Africa and The East Embrace Christianity as the West Deteriorates in Radical Secularism

AP Photo/Jerome Delay
AP Photo/Jerome Delay

Many Americans remember their mothers coaxing them to eat their vegetables using guilt-inducing statements such as: “There are children starving in Africa who wish they could eat your broccoli.”

More and more, however, it may be African parents urging their children to be grateful they do not live in the West, where God, spirituality and human life are losing value.

The Church is thriving in Africa and the East and deteriorating in America and many parts of Europe. This fact became particularly noticeable during the 2014 Synod of Bishops, when the liberal German bishops continued to press their progressive agenda, and met resistance from none other than the African bishops.

As veteran Vatican journalist John Allen Jr. wrote at Crux last fall, the African bishops “no longer regard themselves as junior partners in Catholicism Inc. This time, they’re ready for the board room.”

While American bishops often seek to “cooperate” in various economic partnerships with the government – even the pro-abortion, pro-same-sex marriage Obama administration — it has been the African bishops who have stood up to the U.S. president.

In July of 2013, Kenyan Cardinal John Njue, archbishop of Nairobi and president of the Kenyan bishops’ conference, condemned Obama’s call for Africa to accept same-sex marriage.

“Those people who have already ruined their society…let them not become our teachers to tell us where to go,” said Njue in response to Obama’s statements promoting same-sex marriage. “I think we need to act according to our own traditions and our faiths.”

Speaking at the Rome Life Forum early in May, Father Linus Clovis of Saint Lucia observed with concern the apparent need for some bishops to make the Church’s message sound more socially palatable:

Then suddenly, some shepherds began to speak with a strange voice. With stupefying temerity, Timothy Cardinal Dolan, commenting on the “coming out” of a “gay” college football star, told NBC’s “Meet the Press”: “Good for him… I would have no sense of judgment on him…. God bless ya. I don’t think, look, the same Bible that tells us, that teaches us well about the virtues of chastity and the virtue of fidelity and marriage also tells us not to judge people. So I would say ‘Bravo’.”
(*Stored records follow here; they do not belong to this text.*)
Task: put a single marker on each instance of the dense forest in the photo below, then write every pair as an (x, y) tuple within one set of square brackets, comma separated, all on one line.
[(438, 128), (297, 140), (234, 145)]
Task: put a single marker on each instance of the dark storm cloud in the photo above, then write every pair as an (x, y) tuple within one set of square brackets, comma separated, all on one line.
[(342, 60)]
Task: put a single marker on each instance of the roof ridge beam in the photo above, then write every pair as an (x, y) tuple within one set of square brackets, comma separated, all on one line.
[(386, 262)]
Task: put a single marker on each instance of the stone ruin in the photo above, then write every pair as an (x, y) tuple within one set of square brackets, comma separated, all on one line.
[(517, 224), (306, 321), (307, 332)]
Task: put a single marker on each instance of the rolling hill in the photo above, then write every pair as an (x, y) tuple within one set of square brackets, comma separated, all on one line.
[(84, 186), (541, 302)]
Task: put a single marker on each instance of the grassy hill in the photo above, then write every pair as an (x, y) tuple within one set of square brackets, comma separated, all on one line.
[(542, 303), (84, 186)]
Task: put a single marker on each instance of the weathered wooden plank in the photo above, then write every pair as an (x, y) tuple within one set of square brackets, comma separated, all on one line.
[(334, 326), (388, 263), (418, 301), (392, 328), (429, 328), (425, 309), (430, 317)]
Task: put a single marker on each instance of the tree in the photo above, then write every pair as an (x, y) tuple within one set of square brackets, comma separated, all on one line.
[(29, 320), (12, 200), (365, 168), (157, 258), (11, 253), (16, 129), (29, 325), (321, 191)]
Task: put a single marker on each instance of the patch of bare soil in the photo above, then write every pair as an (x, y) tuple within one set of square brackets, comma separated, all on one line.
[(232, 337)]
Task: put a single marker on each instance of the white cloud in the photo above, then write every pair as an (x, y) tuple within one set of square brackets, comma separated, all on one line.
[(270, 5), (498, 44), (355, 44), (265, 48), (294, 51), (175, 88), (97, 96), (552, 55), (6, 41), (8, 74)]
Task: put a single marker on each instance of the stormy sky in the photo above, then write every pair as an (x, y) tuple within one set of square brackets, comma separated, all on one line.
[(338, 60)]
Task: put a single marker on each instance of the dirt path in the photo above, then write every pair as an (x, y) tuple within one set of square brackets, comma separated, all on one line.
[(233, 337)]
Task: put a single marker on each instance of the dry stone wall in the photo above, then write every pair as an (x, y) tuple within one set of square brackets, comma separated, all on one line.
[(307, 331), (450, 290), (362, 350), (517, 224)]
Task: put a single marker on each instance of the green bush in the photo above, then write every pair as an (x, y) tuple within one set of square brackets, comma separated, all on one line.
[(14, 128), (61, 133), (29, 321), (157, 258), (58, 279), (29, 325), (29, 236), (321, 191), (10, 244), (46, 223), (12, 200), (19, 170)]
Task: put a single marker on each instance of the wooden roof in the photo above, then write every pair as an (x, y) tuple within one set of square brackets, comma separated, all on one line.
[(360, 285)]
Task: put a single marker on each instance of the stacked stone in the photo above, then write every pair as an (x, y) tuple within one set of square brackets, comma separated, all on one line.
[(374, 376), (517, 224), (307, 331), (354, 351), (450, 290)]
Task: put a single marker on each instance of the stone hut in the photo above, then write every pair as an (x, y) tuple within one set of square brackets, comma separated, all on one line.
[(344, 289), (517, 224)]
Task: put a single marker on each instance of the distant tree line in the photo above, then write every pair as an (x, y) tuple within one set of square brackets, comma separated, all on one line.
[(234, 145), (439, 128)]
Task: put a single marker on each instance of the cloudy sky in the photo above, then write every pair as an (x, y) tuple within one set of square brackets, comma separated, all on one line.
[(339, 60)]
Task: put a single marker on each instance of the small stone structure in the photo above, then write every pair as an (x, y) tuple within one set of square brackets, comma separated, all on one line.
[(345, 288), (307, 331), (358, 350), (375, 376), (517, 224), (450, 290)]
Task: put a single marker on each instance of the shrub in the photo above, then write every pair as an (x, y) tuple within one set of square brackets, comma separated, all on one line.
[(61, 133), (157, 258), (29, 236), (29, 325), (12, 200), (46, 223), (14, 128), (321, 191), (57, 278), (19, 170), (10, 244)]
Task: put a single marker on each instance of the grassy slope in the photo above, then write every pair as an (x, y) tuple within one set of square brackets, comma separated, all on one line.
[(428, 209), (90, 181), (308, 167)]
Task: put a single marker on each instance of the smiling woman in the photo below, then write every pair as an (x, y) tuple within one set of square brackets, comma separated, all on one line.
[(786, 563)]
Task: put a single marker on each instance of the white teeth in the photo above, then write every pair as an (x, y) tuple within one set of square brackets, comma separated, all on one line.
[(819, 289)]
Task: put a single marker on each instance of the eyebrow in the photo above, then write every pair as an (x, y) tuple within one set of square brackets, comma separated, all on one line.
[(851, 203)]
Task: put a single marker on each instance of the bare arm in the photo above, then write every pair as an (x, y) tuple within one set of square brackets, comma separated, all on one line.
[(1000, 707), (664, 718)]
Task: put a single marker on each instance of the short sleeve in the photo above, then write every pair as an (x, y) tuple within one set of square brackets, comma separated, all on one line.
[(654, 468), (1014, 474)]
In contrast, African Church leaders have shown no inclination to embrace political correctness or accept popular culture as the measure of what is valuable.

In April, Breitbart News reported that South African Cardinal Wilfrid Napier tweeted strong criticism of leftwing German Cardinal Walter Kasper, whom the Huffington Post labeled “the Pope’s theologian.”

Napier tweeted that it’s a “worry” to see Kasper referred to in this manner, because “unlike Pope Francis, Cardinal Kasper isn’t very respectful towards the African Church and its leaders.”

“Cardinal Kasper considers African Bishops to be excessively controlled by taboo and too reticent to address polygamy and similar marriage problems,” slammed Napier.

During the bishops’ synod last fall, Napier also referred to parts of an interim report discussing whether same-sex unions are marriages as a “sideshow.”

Similarly, in the wake of Ireland’s vote to allow same-sex marriage, bishops from Africa urged families to be courageous in upholding Catholic values regarding the family and to reject atheism and secularism, ideologies that are destroying marriage and the family.

America, on the contrary, according to a recent Gallup poll, has shifted left over the past 15 years, a direction that finds it now engulfed in moral relativism and embracing behaviors previously considered unacceptable and even sinful.

It seems shifting left and toward secularism is associated with fewer births and young people, the exact opposite of what is happening in Africa and India.

As Pew Research discovered last year, most Western countries, including the United States, are projected to see the segment of their population that is 65 and older exceed its 15 years or younger group by 2050. This means there will be fewer people of working age to care for an increasing number of people dependent on human and government assistance.

In India and Africa, however, the population is increasing and becoming proportionally younger, indicating that, by 2050, those regions will have more workers than dependents.

Writing at Aleteia, Tom Hoopes of Benedictine College in Kansas says the data points to the fact that the secular West is “in for a rude awakening.”

He notes that as Europe’s population will drastically diminish, populations of places like Nigeria will exceed that of the United States by 2050, with Catholicism and Christianity increasing rapidly in the East as well.

Hoopes points out that, today, India has five times the number of Catholics as Ireland. And China, as The Telegraph reported, will have more churchgoers than America by 2030, a projection that demonstrates how a people once forbidden to worship Jesus are on the brink of becoming the world’s most Christian nation within 15 years.

“[A]s the members of the shrinking Catholic community in Europe debate how much they should change Christ’s teachings to appease the frat houses of the West, the Church rising in Africa is happy with the Gospel as it is, thank you,” Hoopes writes. “Watching the dying West celebrate its decadence would be funny if it wasn’t so sad — and so scary. The truth is, life for Christians in the West will get much worse before it starts getting any better.”